Comparative analysis and evaluation of ageing forecasting methods for semiconductor devices in online health monitoring
Adrian Villalobos, Iban Barrutia, Rafael Pena-Alzola, Tomislav Dragicevic, Jose I. Aizpurua
TL;DR
The paper tackles prognostic forecasting for MOSFET ageing under thermal fatigue, focusing on bond-wire lift-off via the precursor $R_{DS_{ON}}$. It compares classical state-space trackers (EKF/UKF), statistical methods (ARIMA/Holt), NN ensembles, and Temporal Fusion Transformers (TFTs) across short- and long-term horizons, with TFTs enhanced by covariates to improve long-horizon accuracy. Short-term results favor traditional methods or NN ensembles for speed and reliability, while TFTs excel in long-term forecasting and reveal key ageing turning points through attention. Practically, the work informs selecting prognosis models for online health monitoring and suggests covariate design as a critical driver for TFT performance; future work points to edge deployment and foundation-model adaptations. Overall, TFTs emerge as a powerful tool for long-term MOSFET prognostics when covariates are available, complementing faster, simpler methods for short-term monitoring.
Abstract
Semiconductor devices, especially MOSFETs (Metal-oxide-semiconductor field-effect transistor), are crucial in power electronics, but their reliability is affected by aging processes influenced by cycling and temperature. The primary aging mechanism in discrete semiconductors and power modules is the bond wire lift-off, caused by crack growth due to thermal fatigue. The process is empirically characterized by exponential growth and an abrupt end of life, making long-term aging forecasts challenging. This research presents a comprehensive comparative assessment of different forecasting methods for MOSFET failure forecasting applications.
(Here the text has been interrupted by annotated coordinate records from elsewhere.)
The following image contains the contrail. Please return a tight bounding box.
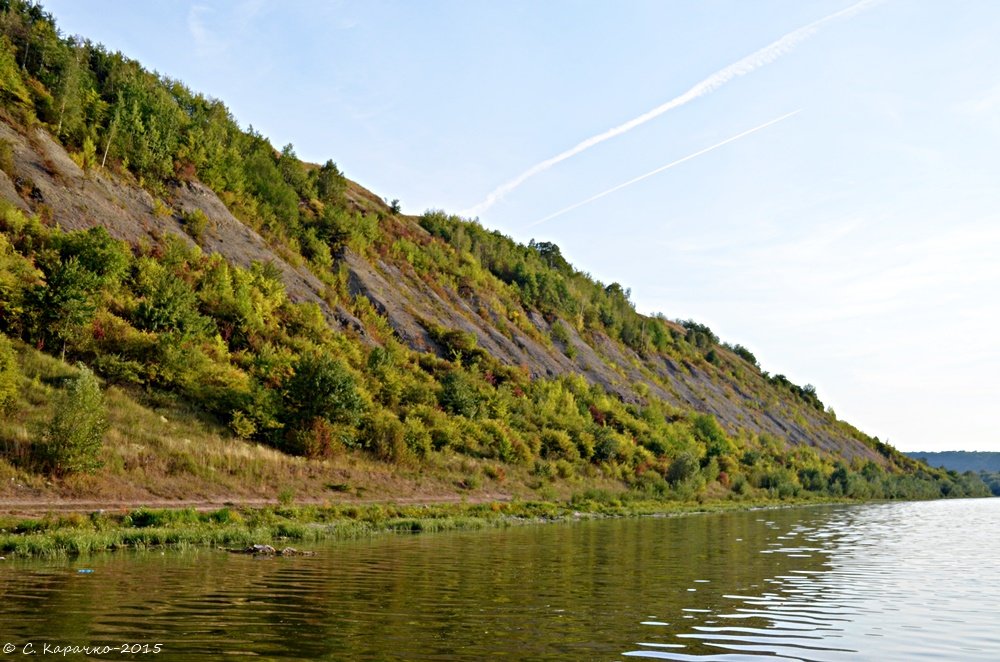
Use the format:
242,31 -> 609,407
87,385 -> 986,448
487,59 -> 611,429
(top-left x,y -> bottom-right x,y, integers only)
525,108 -> 802,228
460,0 -> 881,216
Classical tracking, statistical forecasting and Neural Network (NN) based forecasting models are implemented along with novel Temporal Fusion Transformers (TFTs). A comprehensive comparison is performed assessing their MOSFET ageing forecasting ability for different forecasting horizons. For short-term predictions, all algorithms result in acceptable results, with the best results produced by classical NN forecasting models at the expense of higher computations. For long-term forecasting, only the TFT is able to produce valid outcomes owing to the ability to integrate covariates from the expected future conditions. Additionally, TFT attention points identify key ageing turning points, which indicate new failure modes or accelerated ageing phases.